The CBI (Confederation of British Industry) is calling for a broadening of the EBacc performance measure, to include a creative subject. Getting young people 'work ready' notes that, ‘We need to provide a curriculum that instead of narrowing horizons, broadens them, and fosters skills such as creativity, resilience, communication, and problem-solving.’
In other news –
DCMS has published its Economic Estimates 2018 for employment. The Estimates suggest that craft employment has declined between 2017 and 2018 (from 10,000 to 9,000 employees). However, DCMS acknowledges it only measures part of the craft sector. Crafts Council figures (Measuring the Craft Economy, 2014) show that there were 150,000 people working with craft skills across the creative economy (ie in craft businesses, creative businesses and other non-creative industries).
The estimates show that there were 2 million jobs in the creative Industries in 2018 (6.2% of UK jobs), an increase of 1.6% from 2017. The number of jobs in the Creative Industries increased by 30.6% from 2011: three times the growth rate of employment in the UK overall (10.1%).
New research shows how knitting as part of a guild promotes happiness, skills development, social connections and sustains identity.

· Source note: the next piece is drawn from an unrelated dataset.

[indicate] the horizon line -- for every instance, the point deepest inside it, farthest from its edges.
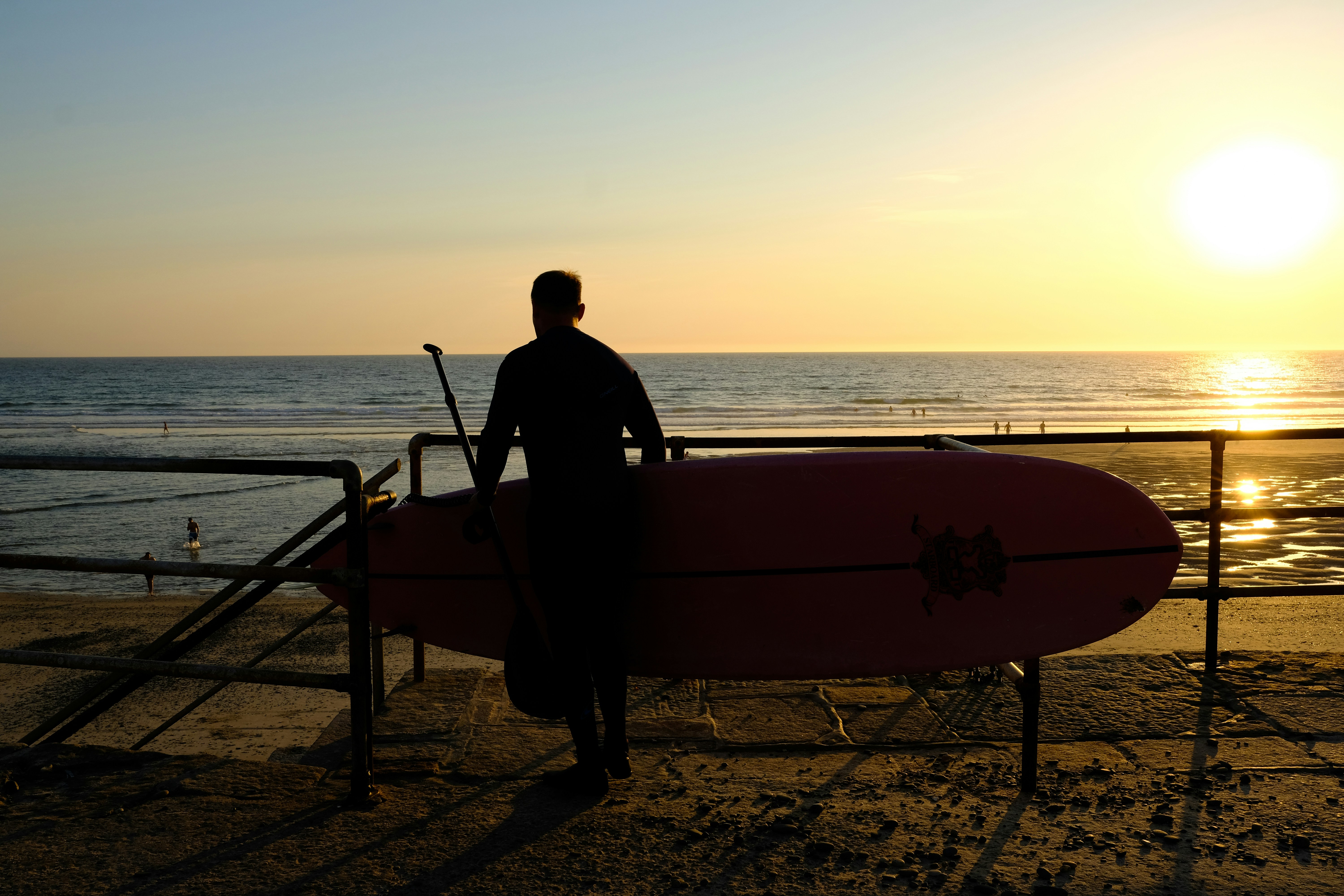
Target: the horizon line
(764, 351)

Arts Council England has published its draft ten year strategy which emphasises the need for a more diverse talent pipeline and a sector that is committed to innovation and collaboration.
Research by Arts Professional shows that cuts to local authorities’ culture budgets are slowing, with a 1% drop across England reported to the Government this year. Figures for 2019/20 show councils and other authorities are allocating a total of £38.7bn for culture and heritage, compared to £39.1bn in 2018/19. Culture and heritage budgets across England are starting to settle as unitary authorities spend more.

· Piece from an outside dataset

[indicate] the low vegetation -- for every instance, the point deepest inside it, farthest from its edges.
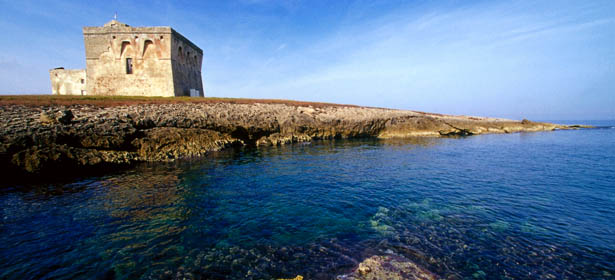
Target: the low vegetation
(111, 101)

A new All-Party Parliamentary Group for Creative Diversity has been launched by Ed Vaizey MP to establish effective practices for the creative sector in its approach to recruiting, retaining and developing diverse talent and to provide recommendations for industry and government. Sign up to their newsletter here.
The Arts and Humanities Research Council funded project Craft Expertise, a collaboration between the Crafts Council and Dr Karen Patel at Birmingham City University, is calling for contributions to its conference on craft economies on 4 December. Craft Economies – Inequalities, Opportunities and Interventionswill explore diversity and inequality in craft in a changing economy.